Before I knew it I was writing, recruiting actors and producing the play, ‘Requiem for a Wren’. Veterans came from around the world to weep on the beach and hold their breath through the epilogue. It was for them I was stuck in the mud, recording the introduction for a video about their special day. I thanked my luck that I lived in the age of mobile phones.
About Requiem for a Wren
The southern region of the New Forest in Hampshire, England, was key in the planning for D-Day, and in the launching of huge numbers of seagoing vessels and landing craft for the assault on the French coast.
Exbury House, situated on Beaulieu River estuary, was taken over by the Navy and renamed ‘HMS Mastodon’, the ‘stone frigate’. Here, and at a large house further down the coast, the details for D-Day were drawn up. The area was closed to everyone, except the military and local residents. Secrecy was the word. Tanks, lorries and recovery vehicles filled all roads and lanes leading to the coast, leaving only enough room to run messages by bicycle. The myth was put abroad that carrots improve the eyesight (intended to stop the enemy finding out that the British had radar) and mock anti-aircraft guns were built to frighten off any wandering enemy aircraft.
As tension grew during the weeks before the invasion, an incident happened that shocked the observers and inspired Nevil Shute to write his novel ‘Requiem for a Wren’. A German Junkers plane circled the Isle of Wight and somehow survived the anti-aircraft fire. It then flew low over the Hampshire coast, where it was shot down and crashed in a field next to Exbury House. All seven crew members were killed. This was far too many crew for a Junkers on a mission; four was usual in this small bomber. No-one could account for the high number of men and mystery still surrounds the event to this day.
‘Requiem for a Wren’ is based on this and other real events witnessed by Nevil Shute at HMS Mastodon. He was taken daily onto the river by the female boat crews to work on his prototype weapons and rocket launcher. Perhaps one of the boat crew was the inspiration for the central character, Jane Prentice. Other, more tangible, reminders of this time remain; in the concrete ramps at Exbury and Lepe, in objects revealed in the mud when the tide recedes, and in the memories of those who witnessed the events of 1944.

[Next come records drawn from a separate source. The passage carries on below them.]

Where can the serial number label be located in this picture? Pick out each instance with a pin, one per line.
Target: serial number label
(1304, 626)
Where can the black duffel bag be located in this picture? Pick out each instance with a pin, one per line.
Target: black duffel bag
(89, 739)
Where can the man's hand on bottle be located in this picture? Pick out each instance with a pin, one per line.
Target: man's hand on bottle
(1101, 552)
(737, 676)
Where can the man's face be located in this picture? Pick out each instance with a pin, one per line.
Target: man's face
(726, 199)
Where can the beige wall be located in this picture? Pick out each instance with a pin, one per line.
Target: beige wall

In 2005 I wrote and produced the play ‘Requiem for a Wren’ for performance outdoors at Exbury Gardens and Lepe beach. In spite of squally rain (reminiscent of the weather before D-Day), it was fully attended, with veterans and relatives travelling here from as far away as Australia and Canada.
One dignified elderly man returned to England for the first time in 45 years. He had been a naval diver and I couldn’t help wondering if he was the true love-interest hero from the book and if he also had risked his life dismantling mines off the French coast. He sat quietly in the audience, wiping his eyes when in the battle to load the landing craft on Lepe beach, Jane Prentice’s dog is accidentally killed.
Before he left Exbury, he held my hand and thanked me for the day. It was my eyes that filled with tears.
About the author
Jenny Knowles grew up in India, where stories were part of her life: told by the barber to keep her still, by missionaries to spread ‘The Word’, and by her mother in her letters to Jenny at boarding school. At sixteen she returned to England where she eventually met her husband, Dave. He worked at Southern Television, and she soon found herself script-writing for the family video business.
She has always written and has won a couple of prizes, but her novels remain unfinished while she builds her fledgling publishing business, Little Knoll Press. She is looking for life stories, especially those linked to places and events that would otherwise be forgotten in the fast-changing world.